The convenience store operator disclosed a Q4 EPS of ($0.03), which was $0.05 below the analyst estimate of $0.02. Revenue for the quarter came in at $1.99 billion, missing the consensus estimate of $2.27 billion. This underperformance was a key factor in the stock’s decline, as it indicated weaker-than-expected financial health for the company.
In comparison to the same quarter last year, Arko Corp. reported a net loss of $2.3 million, a significant drop from the net income of $1.1 million it had achieved. The company’s full-year net income also decreased to $20.8 million from $34.6 million. Adjusted EBITDA for the quarter was down to $56.8 million from $61.8 million YoY, and the annual figure similarly fell from $276.3 million to $248.9 million.
The company’s merchandise margin rate did see a slight increase for the quarter, rising to 33.0% from 32.9%, and for the full year, to 32.8% from 31.8%. However, this was not enough to offset declines in other areas such as same store merchandise sales and fuel volume, which both fell by 4.3% and 4.4%, respectively.
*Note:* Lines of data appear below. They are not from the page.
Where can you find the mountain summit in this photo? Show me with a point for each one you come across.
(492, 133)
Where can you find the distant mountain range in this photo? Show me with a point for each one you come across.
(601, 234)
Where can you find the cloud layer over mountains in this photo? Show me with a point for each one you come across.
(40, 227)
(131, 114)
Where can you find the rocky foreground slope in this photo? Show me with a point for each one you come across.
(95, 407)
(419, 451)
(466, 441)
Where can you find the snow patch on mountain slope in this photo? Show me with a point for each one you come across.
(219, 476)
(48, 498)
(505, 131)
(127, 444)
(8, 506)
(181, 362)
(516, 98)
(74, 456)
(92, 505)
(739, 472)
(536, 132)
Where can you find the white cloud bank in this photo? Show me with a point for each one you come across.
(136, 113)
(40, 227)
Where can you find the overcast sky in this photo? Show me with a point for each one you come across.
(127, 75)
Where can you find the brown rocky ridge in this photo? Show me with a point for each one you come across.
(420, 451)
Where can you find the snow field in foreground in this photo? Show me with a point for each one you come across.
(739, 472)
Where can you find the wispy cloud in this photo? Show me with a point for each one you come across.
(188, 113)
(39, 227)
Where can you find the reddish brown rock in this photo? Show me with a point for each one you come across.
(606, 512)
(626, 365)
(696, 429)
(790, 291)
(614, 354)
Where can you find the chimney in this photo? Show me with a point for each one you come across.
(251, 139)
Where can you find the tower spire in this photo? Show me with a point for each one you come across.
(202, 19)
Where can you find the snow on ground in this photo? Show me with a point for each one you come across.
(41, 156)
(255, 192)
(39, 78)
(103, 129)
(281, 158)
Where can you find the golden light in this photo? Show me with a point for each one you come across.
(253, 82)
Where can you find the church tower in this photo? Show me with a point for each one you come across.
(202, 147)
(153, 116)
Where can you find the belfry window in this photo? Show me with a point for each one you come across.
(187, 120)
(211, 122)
Stifel analyst Mark Astrachan downgraded Arko from Buy to Hold with a new price target of $7.50, reduced from $8.50. Astrachan pointed out that "Both same store merchandise sales and same store fuel volume remain challenged, declining 4.3% and 4.4%, respectively, with each weaker than peers."
Looking ahead, Arko Corp. anticipates first quarter 2025 Adjusted EBITDA to be between $27 million and $33 million, with an average retail fuel margin ranging from 37.0 to 39.0 cents per gallon. The full year 2025 Adjusted EBITDA is expected to be between $233 million and $253 million, assuming an average retail fuel margin from 39.5 to 41.5 cents per gallon.
Despite these forecasts, the company’s stock was negatively affected by the current results and the cautious outlook for the near future. Arko’s focus on channel optimization, which includes converting 153 retail stores to dealer sites and planning around 100 more conversions in 2025, aims to yield a cumulative annualized benefit of operating income in excess of $20 million. However, the company has not provided guidance on net income due to the volatility of certain inputs that are not available without unreasonable efforts.
Investors reacted to these mixed signals, with the stock’s significant drop reflecting the uncertainty surrounding Arko’s ongoing business transformation and the macroeconomic challenges it faces.